My initial statement was in terms of delta v. LEO from Kennedy Space Center takes ~10 km/s of delta v. Mars from LEO is ~ 5 km/s. So, indeed, you are about 2/3rds of the way to Mars capture once you have reached LEO, in terms of the propulsion required. There are other difficulties, but we know fairly well how to keep humans alive in space for long durations thanks to the ISS (on the scale of many months which will be required for a Mars transfer), and there's good reason to believe that transferring from space to Mars will be less difficult for the body than space to Earth.
With respect to the radiation risk, I will copy something I posted in another reply:
This is a solvable problem. The serious danger to life (as in, kill you before you get to Mars) comes from unpredictable solar activity, and you handle that by storing your fuel, water, and other significant mass behind you (pointed towards the sun). The remainder of the threat comes from galactic cosmic radiation, and this is a predictable, low-level dose. We don't understand the impact of these long term low dose rates very well though... the projected cancer risk depends on the veracity of the Linear No Threshold model, and we've got good reasons to believe that this isn't telling the whole story. It very well might be the case that low levels of background radiation don't have a detectable impact on cancer rates. The fact that Colorado experiences higher constant radiation due to uranium in the soil and lower atmospheric shielding means that the residents experience more radiation than the rest of the US, yet Colorado's average lifespan is longer.
So, GCR might have an impact, it might not. Even assuming that LNT is accurate, though, the risk is still potentially tolerable. Suppose it doubles your cancer risk - there's still a good chance that heart disease is still the dominant factor in your lifespan, not to mention the considerable risk of launch and reentry.

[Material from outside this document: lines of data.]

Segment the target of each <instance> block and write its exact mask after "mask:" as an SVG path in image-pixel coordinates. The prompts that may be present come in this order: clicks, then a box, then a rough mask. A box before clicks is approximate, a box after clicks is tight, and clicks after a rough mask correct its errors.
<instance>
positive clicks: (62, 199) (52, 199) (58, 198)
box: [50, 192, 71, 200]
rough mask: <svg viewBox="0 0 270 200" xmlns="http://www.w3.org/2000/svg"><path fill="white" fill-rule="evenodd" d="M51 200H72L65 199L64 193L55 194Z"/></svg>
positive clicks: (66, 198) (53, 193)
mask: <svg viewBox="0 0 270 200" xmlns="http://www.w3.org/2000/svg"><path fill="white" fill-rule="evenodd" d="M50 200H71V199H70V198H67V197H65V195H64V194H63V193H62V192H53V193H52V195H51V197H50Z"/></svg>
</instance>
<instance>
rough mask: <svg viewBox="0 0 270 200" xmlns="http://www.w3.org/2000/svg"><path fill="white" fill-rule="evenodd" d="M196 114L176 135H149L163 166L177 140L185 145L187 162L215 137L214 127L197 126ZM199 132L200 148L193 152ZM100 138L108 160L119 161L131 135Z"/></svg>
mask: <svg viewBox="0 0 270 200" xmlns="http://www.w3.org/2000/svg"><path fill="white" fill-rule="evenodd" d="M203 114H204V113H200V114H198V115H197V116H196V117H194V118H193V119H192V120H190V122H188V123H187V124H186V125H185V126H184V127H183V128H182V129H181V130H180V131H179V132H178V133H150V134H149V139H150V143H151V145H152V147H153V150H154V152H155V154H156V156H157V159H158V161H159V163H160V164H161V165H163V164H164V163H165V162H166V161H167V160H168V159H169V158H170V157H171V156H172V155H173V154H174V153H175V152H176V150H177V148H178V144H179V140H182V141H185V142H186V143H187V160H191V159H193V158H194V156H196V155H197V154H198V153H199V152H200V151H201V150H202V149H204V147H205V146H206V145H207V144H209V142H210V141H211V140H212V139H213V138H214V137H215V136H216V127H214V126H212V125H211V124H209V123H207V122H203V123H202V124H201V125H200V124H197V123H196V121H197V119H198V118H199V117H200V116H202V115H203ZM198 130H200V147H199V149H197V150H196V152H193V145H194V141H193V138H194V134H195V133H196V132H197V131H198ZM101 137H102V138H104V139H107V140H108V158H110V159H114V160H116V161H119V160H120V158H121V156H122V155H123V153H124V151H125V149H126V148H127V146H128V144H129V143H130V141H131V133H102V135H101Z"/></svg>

We shouldn't make radiation more of an issue than is warranted - if you've got a 1% chance of dying on launch/reentry, it doesn't make sense to call off a mission because it gives you a .5% chance of dying in the next 20 years from cancer. You're inconsistently allowing one type of risk and disallowing another.
One suggestion I've seen is to send smokers, who then quit cold turkey. Besides the obvious social/physiological issues with this, the data shows that a person quitting smoking and substituting the galactic background radiation would come out ahead in terms of life expectancy - so this tells you what level of risk we're talking about. If a trip to Mars poses less cancer risk than another legal activity that people willfully engage in, that says to me that it is an acceptable level of risk for an informed person to choose to take.
The end result is, there are no deal breakers here, and while I agree that 12 years is aggressive perhaps to the point of folly, I think that the 2040s projections are weakminded and equate to never accomplishing anything, since we've got no demonstrable capability to keep our focus for that amount of time.